The criminal record presents me as the perpetrator of the crime, but it has no basis in reality. I had been the victim! It’s still out there and I had been told by a law firm that there was no hope for me that I would ever get justice… When I heard that cold statement from a lawyer that no one could do anything, I didn’t hear the full story. I just heard no one can do anything – there was no hope!
You may disagree strongly with my choice to try to end my life in 2019 but ironically that was the only way that I was able to have this transformative experience. The world had seemed to be dark, cold, and devoid of caring people… devoid of compassion and empathy. The empathy, love, compassion, I developed over a lifetime would not be available to anyone were it not for what started with “a story.”
So, that’s what I am giving to you as a gift – a story.

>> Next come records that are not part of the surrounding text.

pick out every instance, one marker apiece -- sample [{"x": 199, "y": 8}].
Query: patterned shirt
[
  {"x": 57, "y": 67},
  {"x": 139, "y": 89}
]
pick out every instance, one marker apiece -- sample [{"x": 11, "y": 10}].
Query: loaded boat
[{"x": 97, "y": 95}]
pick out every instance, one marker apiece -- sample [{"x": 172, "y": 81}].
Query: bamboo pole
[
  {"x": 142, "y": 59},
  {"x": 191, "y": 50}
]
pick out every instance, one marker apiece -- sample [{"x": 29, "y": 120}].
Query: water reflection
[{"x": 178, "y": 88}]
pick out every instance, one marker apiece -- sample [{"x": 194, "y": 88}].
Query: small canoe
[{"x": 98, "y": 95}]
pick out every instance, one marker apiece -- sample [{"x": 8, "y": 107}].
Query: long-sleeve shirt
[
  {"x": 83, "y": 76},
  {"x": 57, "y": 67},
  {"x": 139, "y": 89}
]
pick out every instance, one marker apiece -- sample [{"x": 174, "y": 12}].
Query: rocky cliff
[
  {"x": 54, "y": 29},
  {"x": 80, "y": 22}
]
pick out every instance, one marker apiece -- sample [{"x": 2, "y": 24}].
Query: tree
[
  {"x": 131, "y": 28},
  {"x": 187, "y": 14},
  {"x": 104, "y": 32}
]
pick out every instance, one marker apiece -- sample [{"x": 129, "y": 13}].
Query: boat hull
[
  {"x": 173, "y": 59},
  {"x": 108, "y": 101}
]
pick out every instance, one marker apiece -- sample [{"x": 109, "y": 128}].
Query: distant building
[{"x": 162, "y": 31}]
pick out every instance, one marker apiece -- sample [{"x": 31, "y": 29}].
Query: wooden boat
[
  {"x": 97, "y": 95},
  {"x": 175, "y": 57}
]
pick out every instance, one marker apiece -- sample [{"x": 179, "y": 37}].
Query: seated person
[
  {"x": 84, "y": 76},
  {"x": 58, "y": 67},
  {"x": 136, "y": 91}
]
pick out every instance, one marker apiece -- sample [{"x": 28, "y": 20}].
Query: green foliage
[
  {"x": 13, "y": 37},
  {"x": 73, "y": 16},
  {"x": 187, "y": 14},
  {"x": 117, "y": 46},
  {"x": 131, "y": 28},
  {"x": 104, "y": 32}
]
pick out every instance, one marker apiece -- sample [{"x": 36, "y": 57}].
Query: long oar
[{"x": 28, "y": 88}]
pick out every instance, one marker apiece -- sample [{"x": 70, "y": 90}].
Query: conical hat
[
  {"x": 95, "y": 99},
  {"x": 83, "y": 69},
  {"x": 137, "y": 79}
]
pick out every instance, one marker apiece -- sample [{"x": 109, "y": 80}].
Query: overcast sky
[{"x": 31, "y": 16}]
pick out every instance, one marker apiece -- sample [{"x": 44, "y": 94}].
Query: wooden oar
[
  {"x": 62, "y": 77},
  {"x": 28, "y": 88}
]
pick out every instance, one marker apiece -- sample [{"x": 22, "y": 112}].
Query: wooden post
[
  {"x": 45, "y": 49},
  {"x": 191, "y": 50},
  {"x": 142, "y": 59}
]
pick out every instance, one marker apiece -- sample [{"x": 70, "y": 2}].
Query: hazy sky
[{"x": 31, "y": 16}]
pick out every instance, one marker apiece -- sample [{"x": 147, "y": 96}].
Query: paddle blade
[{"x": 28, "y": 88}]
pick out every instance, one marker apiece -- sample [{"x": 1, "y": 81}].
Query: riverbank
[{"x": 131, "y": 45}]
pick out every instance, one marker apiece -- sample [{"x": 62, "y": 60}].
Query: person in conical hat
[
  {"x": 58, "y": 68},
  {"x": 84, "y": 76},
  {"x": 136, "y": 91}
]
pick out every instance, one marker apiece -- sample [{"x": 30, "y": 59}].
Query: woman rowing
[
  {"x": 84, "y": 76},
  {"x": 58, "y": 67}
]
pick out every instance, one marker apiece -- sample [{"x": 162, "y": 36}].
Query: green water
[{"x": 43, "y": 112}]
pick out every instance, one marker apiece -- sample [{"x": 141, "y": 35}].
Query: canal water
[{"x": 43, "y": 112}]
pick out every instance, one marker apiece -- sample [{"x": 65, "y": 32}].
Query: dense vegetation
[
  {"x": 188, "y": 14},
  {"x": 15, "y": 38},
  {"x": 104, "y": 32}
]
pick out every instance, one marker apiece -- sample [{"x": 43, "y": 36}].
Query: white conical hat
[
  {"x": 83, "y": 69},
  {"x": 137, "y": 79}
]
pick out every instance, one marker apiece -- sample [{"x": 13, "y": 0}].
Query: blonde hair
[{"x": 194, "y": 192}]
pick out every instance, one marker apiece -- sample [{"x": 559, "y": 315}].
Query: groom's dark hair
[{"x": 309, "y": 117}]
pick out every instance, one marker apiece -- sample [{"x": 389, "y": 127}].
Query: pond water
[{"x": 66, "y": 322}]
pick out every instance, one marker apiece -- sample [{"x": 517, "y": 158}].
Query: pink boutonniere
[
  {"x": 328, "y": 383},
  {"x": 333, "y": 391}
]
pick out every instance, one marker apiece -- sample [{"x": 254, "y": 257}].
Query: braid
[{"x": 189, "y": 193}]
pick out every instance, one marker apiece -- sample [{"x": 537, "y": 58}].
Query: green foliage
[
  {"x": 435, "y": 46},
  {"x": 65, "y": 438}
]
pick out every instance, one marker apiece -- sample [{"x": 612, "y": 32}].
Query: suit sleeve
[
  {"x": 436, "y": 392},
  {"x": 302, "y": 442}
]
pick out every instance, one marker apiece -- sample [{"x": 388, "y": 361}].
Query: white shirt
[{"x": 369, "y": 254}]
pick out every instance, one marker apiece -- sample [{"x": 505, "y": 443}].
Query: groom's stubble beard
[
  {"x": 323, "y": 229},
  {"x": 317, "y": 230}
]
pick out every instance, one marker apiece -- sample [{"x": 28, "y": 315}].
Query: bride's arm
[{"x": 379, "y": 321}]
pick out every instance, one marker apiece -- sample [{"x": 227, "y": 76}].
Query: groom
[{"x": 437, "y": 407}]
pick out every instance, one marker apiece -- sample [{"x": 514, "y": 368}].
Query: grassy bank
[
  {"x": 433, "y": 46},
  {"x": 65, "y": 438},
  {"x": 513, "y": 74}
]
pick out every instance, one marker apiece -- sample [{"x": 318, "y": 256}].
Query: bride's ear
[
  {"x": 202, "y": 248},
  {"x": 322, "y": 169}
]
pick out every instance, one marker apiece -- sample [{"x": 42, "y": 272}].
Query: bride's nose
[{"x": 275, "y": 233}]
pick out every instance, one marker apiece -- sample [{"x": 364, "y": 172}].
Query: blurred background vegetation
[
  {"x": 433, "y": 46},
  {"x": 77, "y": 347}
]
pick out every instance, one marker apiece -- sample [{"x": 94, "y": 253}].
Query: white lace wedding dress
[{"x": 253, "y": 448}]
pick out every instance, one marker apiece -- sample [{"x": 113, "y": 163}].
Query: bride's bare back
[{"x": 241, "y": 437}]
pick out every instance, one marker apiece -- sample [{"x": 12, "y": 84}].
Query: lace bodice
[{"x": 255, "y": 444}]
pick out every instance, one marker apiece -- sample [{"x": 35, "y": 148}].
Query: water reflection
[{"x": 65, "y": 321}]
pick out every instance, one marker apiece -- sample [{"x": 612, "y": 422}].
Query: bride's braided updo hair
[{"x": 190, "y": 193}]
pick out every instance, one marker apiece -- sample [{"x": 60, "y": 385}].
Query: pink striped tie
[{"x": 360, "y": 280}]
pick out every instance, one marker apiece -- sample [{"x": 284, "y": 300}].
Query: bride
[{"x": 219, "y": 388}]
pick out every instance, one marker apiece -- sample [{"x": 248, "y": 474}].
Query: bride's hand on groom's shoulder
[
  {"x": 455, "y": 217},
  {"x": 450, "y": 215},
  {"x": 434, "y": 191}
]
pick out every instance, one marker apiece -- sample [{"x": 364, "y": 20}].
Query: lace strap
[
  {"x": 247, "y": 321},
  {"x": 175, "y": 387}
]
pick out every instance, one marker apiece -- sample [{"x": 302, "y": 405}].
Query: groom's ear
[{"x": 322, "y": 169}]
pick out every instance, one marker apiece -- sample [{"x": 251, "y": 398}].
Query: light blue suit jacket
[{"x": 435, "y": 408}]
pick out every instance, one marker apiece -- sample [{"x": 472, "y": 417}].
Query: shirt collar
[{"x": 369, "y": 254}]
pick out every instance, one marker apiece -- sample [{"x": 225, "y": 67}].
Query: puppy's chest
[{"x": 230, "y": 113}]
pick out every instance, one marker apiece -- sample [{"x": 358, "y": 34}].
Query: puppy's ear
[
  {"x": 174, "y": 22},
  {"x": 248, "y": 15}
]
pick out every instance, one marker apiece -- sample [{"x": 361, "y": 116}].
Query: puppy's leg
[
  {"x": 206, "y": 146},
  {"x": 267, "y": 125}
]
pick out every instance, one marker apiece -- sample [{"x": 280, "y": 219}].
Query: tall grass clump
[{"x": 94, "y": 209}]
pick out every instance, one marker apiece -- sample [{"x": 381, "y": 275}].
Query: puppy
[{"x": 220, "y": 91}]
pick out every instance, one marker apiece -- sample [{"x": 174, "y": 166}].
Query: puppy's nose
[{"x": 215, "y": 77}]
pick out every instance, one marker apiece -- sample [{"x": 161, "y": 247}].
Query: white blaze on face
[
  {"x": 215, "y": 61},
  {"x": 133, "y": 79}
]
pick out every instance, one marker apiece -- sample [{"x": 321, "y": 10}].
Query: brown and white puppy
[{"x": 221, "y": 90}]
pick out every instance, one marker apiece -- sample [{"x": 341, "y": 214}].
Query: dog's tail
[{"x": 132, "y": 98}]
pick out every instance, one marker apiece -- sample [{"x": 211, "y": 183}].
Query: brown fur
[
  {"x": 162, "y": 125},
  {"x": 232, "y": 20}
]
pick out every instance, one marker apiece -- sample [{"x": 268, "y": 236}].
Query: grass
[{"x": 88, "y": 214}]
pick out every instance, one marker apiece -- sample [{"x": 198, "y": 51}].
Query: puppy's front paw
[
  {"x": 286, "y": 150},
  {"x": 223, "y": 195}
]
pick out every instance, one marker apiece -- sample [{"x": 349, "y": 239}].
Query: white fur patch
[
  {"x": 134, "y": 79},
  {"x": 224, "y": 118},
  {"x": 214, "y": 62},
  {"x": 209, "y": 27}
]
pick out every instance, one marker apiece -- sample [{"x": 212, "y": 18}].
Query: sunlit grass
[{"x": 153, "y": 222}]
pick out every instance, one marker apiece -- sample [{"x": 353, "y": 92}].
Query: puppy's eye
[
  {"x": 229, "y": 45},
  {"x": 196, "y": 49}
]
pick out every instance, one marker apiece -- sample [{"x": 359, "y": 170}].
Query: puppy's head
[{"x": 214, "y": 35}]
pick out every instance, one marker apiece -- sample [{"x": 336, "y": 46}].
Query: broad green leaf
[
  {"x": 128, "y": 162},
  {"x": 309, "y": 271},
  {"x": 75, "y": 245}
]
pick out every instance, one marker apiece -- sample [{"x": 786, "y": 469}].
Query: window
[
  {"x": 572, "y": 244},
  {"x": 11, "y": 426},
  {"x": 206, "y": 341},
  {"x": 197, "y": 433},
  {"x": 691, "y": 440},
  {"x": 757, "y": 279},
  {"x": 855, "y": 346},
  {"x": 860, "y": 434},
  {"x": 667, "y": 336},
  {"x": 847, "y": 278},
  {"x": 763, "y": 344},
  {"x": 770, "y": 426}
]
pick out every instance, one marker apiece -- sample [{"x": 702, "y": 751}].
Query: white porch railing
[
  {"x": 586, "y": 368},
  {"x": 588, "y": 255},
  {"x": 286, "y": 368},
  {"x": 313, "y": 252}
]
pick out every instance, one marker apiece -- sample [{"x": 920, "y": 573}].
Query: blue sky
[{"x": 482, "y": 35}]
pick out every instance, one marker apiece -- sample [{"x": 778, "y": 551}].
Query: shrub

Over the next year I continued to write “my story” and this is what you are reading now. I hope you understand, dear reader, why abstract ideas and platitudes are not every helpful to me. When I hear “things are going to be okay” said to me without first acknowledging the pain and without pragmatic statements about how things are going to be okay, I just think you are not offering empathy and compassion.
In my life experience, I have learned how to specifically figure out what a person needs or desires. I have learned to understand how that changes from moment to moment. I have learned how to recognize needs, things that we hunger for and desires almost instantly.
This is how I act from a place of love!
As a psychotherapist, I have developed certain instincts that are almost like common sense for me now. I would NEVER imagine telling a client or a patient what I think is good or a good life. I learned about active listening.
I would argue that love can be a quality that is the foundation of all societies and all people everywhere in one form or another. A psychotherapist or psychologist might use the word unconditional positive regard.
Certain social workers will speak of social justice because we recognize what happens to people and how they feel, how they experience life when it is lacking. That’s empathy.
True empathy, true love, and true compassion reject ideas like “nothing can be done” or “that’s just the way it is.” That’s injustice.
Love comes in many forms though. A mother and father's love are demonstrated in the way they nurture a child. I know I didn’t have that growing up. So, I hungered for it.
I found love either from my cousins and my aunt growing up or later from friends and those in which I fell in love.
Love was never something I knew from my family of origin. Neither did they know empathy or compassion. My effort to find it in them nearly cost me my life. I was only looking for love, empathy and compassion from my sister Carrie and my parents Bruce Whealton Sr. and Kathleen Whealton.
So, if not from my family of origin…
I found love through Celta first, a friend and more. Then I found love in my relationship with Lynn – we lived as husband and wife for many years. I found love from my dear friend Thomas Childs Jr.